I also have to admit that I had actually never made a pie with a base before.  I was always too worried it would have a soggy bottom and I always lost nerve at the last moment and just played it safe with a fool-proof crispy top.  But this time, I finally went for it and it worked perfectly.  It is so exciting when you finally address a fear and conquer it.  A few tips.  A metal pie dish works best as it heats up and quickly distributes the heat for an even crispy bottom.  You can buy them super cheap online from makes such as Falcon Enamelware. No need to buy a whole set, just buy one the right size for your family and then buy it from Amazon.


Second tip, remember to pre-heat your oven and start your pie on the bottom. Finally, make sure that your mixture is not too wet.  If it seems too liquid then take the time to reduce it first, even adding more flour if necessary.  You can do this buy making up a little Roux (cooked butter and flour) and adding the liquid.  Make sure you cook out the flour.  The pie gravy should be creamy and you will have the best pie ever.


Chicken, Bacon, Mushroom and Leek Pie

There is no need to add stock to this recipe.  The juices from the chicken as it steams create enough liquid and mix with the cream, milk and flour to create a delicious sauce.  If you do not have a slow-cooker, cook very slowly on the stove top for 2 hours and add a little chicken stock to prevent from catching.

8 chicken thighs, free-range or organic if possible, skinless and boneless 
2tbsp olive oil  
200g smoked bacon, cut into lardons 
2 leeks, sliced and washed
200g mushrooms, sliced 
Small bunch of thyme, tied up 
3tbsp plain flour, plus extra for dusting 
100mls milk
100mls double cream
1 egg, whisked with a fork
500g good quality puff pastry 

Heat the oil in a medium-large saucepan.
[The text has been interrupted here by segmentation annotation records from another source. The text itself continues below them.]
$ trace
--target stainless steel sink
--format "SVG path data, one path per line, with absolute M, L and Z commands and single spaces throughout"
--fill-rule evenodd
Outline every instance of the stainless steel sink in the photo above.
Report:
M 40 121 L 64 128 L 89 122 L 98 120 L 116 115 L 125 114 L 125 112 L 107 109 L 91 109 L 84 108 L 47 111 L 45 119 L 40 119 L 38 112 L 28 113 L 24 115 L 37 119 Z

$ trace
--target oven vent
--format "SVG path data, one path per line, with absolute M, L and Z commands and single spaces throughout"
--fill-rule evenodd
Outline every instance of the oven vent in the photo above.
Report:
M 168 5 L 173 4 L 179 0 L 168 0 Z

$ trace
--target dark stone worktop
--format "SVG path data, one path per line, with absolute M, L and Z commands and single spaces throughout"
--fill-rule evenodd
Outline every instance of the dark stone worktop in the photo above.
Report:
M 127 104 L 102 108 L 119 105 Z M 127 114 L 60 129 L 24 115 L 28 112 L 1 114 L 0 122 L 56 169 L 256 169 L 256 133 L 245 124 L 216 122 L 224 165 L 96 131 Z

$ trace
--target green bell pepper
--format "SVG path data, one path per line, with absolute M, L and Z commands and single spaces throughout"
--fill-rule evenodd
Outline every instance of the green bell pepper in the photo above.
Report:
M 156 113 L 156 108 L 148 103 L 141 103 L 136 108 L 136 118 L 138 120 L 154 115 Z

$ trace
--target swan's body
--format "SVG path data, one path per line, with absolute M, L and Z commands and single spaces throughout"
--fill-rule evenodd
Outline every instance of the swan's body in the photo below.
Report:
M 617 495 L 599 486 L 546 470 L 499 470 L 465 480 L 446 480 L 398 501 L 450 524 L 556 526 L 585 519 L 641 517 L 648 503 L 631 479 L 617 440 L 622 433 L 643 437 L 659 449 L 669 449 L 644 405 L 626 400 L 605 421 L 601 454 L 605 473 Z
Season the chicken with salt and pepper. Add to the pan and cook for 5-8 minutes until golden. Remove from the pan and keep to one side. Add the bacon to the pan and cook until it is lightly golden and crisp.  Add the mushrooms and cook with the bacon for about 3 minutes. Add the garlic and fry for a few minutes more.  Sprinkle with the flour, stir well and cook a few minutes more and add the milk and cream. Bring to a simmer.  Poor into the slow-cooker with the chopped leeks and the thyme.  Set the cooker to low for eight hours or high for six hours.

The chicken should be completely flaky and the sauce should be creamy and fairly thick.  If it is too liquid, it needs to be poured off and reduced.  (See above.) Roll out the pasty to the thickness of a pound coin.  Line the pie dish and press down round the edge with a folk.  Brush the edge with egg wash.  Fill with the chicken mix and top the pie with pastry.  Press down once again round the edge with a folk.  Egg wash the whole top of the pie. Pierce a hole or two in the top to allow any steam to escape while cooking. (If you are making pies to freeze then put them straight in the freezer and follow baking instructions for frozen pies.) Place in the very bottom of a hot pre-heated oven at 190ºC for half an hour and them move up to a higher rack at 170ºC until the pastry is puffed up and nicely golden.

If baking a frozen pie  start it at 220°C for 10 minutes, then lower the oven temperature to 205°C and bake it for 25 to 45 minutes, longer than you would if it were not frozen, depending on how big the pie is.